The seminar also emphasizes the cultural experience: you will be immersed in the great historical city of Rome, and come in direct contact with a rich culture that has deeply influenced all of western civilization. Over the course of more than two millenia, Rome has produced so much of the world's greatest architecture and art, a good portion of which we can still see today. Rome is also a city of music, with concerts held in beautiful courtyards, churches, piazzas, parks, and even amongst ancient ruins. And of course, there's the food! You have not experienced great pizza, pasta, espresso, and gelato until you've been to Rome.

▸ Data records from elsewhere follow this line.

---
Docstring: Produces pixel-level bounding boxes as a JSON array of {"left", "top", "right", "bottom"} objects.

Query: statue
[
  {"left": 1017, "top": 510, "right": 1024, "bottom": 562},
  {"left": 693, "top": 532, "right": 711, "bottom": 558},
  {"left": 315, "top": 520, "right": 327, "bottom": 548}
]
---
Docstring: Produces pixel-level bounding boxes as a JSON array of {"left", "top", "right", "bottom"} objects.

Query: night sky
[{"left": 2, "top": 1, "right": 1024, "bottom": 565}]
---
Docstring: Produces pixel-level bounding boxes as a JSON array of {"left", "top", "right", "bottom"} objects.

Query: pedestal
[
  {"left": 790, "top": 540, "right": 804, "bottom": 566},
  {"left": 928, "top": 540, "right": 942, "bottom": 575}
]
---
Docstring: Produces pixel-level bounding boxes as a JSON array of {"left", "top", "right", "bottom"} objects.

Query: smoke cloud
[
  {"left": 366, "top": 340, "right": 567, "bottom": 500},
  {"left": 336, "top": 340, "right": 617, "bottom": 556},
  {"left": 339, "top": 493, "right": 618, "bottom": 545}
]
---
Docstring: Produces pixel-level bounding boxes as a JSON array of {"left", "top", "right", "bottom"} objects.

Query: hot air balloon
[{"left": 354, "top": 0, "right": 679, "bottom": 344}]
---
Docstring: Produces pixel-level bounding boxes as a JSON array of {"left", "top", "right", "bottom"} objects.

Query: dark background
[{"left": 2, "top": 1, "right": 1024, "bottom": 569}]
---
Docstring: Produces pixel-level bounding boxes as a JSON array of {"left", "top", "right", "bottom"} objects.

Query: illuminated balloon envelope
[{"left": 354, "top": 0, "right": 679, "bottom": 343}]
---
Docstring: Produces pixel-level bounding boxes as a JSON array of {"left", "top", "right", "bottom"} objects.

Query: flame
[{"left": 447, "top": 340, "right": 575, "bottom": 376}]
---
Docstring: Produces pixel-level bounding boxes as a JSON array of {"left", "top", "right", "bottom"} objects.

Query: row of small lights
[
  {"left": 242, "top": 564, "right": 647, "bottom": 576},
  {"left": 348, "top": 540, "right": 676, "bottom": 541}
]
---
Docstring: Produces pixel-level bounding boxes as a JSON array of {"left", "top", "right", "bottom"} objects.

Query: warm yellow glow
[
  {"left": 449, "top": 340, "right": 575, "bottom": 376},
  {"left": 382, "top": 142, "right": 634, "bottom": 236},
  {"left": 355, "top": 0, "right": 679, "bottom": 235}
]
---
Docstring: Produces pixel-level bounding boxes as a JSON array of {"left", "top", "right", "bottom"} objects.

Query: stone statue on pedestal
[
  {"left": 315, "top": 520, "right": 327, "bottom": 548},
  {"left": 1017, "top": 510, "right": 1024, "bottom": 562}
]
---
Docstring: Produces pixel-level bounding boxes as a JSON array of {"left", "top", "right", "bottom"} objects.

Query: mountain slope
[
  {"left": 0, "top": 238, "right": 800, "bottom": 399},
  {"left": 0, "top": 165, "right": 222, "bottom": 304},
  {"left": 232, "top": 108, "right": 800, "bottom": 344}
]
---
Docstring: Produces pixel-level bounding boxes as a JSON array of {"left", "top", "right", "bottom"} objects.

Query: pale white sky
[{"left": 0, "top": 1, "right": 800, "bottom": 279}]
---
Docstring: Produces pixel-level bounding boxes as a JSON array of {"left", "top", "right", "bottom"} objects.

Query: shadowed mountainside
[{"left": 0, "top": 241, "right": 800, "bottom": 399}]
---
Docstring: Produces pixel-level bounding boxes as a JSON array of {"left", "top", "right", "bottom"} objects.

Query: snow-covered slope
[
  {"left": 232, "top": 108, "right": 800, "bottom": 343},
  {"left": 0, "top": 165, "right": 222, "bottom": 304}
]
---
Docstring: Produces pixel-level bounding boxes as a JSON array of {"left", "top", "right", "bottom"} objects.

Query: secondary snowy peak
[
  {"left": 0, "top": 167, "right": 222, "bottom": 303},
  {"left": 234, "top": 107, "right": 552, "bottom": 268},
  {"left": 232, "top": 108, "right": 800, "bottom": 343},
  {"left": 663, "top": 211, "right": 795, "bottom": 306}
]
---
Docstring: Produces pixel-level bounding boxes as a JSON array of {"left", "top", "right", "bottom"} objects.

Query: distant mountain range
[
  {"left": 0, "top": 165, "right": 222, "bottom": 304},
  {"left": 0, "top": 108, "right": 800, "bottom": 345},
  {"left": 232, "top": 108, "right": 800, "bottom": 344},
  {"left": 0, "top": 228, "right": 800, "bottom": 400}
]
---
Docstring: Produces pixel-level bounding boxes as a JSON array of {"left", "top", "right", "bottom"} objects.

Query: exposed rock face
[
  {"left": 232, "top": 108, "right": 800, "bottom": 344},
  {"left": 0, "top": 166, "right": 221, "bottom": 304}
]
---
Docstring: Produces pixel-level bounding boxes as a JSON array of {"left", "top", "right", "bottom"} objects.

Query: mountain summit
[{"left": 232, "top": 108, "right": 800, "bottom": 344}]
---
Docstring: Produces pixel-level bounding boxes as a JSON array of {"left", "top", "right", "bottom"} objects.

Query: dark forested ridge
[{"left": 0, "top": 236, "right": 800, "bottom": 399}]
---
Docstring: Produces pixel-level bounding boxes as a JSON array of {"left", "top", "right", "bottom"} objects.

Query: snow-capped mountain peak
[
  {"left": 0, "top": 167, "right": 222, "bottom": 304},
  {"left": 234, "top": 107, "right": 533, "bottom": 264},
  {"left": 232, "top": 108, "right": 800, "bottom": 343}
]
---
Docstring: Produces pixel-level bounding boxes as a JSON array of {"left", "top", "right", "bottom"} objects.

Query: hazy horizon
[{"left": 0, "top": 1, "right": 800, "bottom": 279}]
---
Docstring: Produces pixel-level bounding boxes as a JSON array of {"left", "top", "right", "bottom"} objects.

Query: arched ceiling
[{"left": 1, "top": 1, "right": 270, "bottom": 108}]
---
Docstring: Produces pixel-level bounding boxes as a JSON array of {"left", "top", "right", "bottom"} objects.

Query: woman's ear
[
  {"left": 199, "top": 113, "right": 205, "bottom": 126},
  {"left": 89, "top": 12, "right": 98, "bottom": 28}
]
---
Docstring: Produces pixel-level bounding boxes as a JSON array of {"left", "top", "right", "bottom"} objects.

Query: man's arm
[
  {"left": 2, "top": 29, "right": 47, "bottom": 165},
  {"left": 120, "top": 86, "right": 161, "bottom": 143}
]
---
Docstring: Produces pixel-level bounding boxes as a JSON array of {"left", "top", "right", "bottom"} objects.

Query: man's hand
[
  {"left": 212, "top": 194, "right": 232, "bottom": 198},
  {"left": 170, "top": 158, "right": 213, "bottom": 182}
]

This seminar is appropriate for all technical majors. Majors of past students included structural engineering, mathematics, mechanical engineering, computer science and engineering, economics, chemical engineering, cognitive science, biochemistry, etc. Indeed, the primary requirement is that you, the prospective student, have a deep curiosity for understanding the great engineering achievements of ancient Rome, and a strong desire to appreciate the mathematical beauty that underlies Rome's classical architecture.
Don't miss this unique opportunity to study math while living Italian- style for five glorious weeks in Rome, the Eternal City!
Meet the Professor:
Joe Pasquale is a professor of computer science and engineering at UCSD, where he has served on the faculty for over 22 years. A native of New Jersey, he grew up in a classic Italian household, where his first language was Italian and many summers were spent with family in Italy. He was educated at MIT, receiving B.S. and M.S. degrees, and at UC Berkeley, where he received his Ph.D, all in computer science. A dedicated and popular teacher, his courses are consistently highly rated, and he has received the university's top teaching awards, including the UCSD Academic Senate Distinguished Teaching Award and the UCSD Chancellor's Associates Faculty Excellence Award in Undergraduate Teaching. Mathematical Beauty in Rome is one of his greatest personal passions, where he gets to pursue Rome's mathematical secrets with his students and share with them his extensive knowledge of the Eternal City and of Italian culture.